What has surprised you the most at your arrival?

The worst surprise I had was to see the way that Malta is being overdeveloped and becoming polluted with so many motor vehicles and rubbish left lying around. The main island, Malta, has become over exploited in pursuit of tourist's money and by greedy developers (another reason as to why we live on Gozo).
Also, the cost of burial here, it is very expensive. There is no cremation, though a body can be sent to Sicily for that. Not a great subject ,I know, but that should be considered, especially if one is an elderly. What is exceptional here is the internet/telephone service: excellent!

Any particular experience you would like to share with us?

There could be many but all would describe and illustrate the friendliness and helpfulness and support we have had here, particularly when I had to go into hospital suddenly. The care and concern shown by staff, friends and others was amazing.

What is your opinion on the cost of living in Malta? Is it easy for an expat to live there?

The cost of living is approximately two thirds that of living in the UK. Everyone has their own preferred lifestyle. Ours is a simple one, free of any real responsibilities, so we have no problems.

How do you spend your leisure time there?

In the pursuit of happiness.

What are the differences between life in Malta and in England?

Where on earth do I start with that one? Everything is different! Many people come out here with preconceptions and usually, though not always, simply based upon their experiences on a holiday. There are so many differences and it is important to be prepared. Many think that just because so many Maltese speak English that life will be the same. It will not be and one should respect the culture here. One should be prepared for how cold it can feel during the 'winter' months, especially indoors.

Do you miss your home country?

Obviously there are some things that I miss and my wife really misses our family, especially our daughters and grandchildren.

Would like to give any advice to future expatriates in Malta?
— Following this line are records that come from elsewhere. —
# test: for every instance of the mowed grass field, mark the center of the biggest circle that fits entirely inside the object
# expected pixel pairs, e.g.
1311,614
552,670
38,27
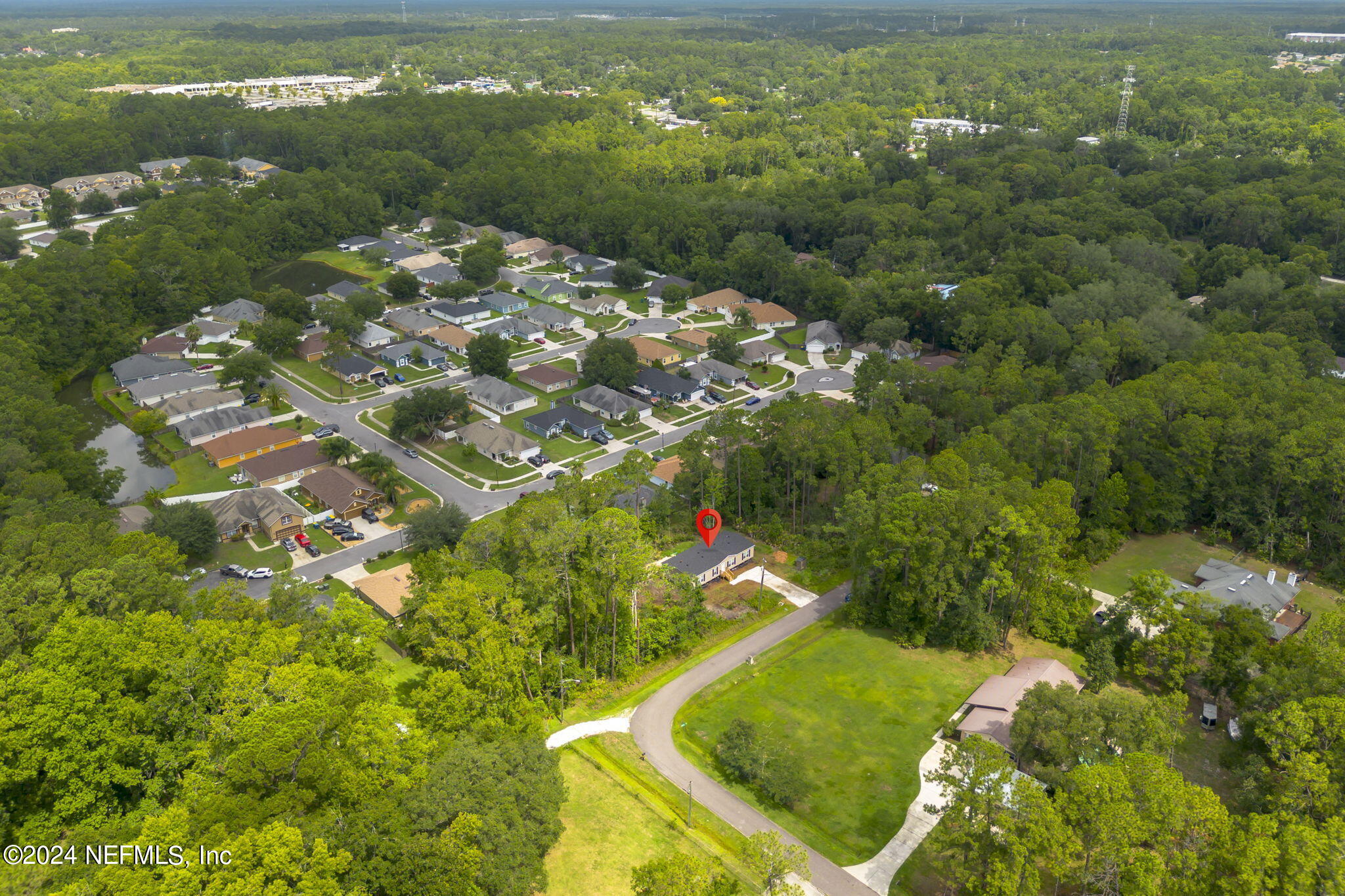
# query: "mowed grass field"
607,833
858,711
Yes! Stick to the 6 P's: Prior Planning Prevents Pretty Poor Performance! Research and research again. If thinking of moving out, come to stay in a property, not a hotel, for at least 6 weeks before; make it a 'due diligence' visit if you like. Consider any children's educational needs and life opportunities. Many leave the islands to gain employment or enhance life opportunities. Consider health needs.
Beware of unscrupulous and/or predatory property agents who may well promise all clients may want but do not deliver. It is often stated that Malta is like Marmite, you will either love it or hate it, so be very sure before any move.
Always have a contingency plan and an emergency fund should things go wrong.

What are your plans for the future?

We have never intended to stay here permanently so we will be returning to UK in due course. In the meantime, we will continue to enjoy living here as we do so much.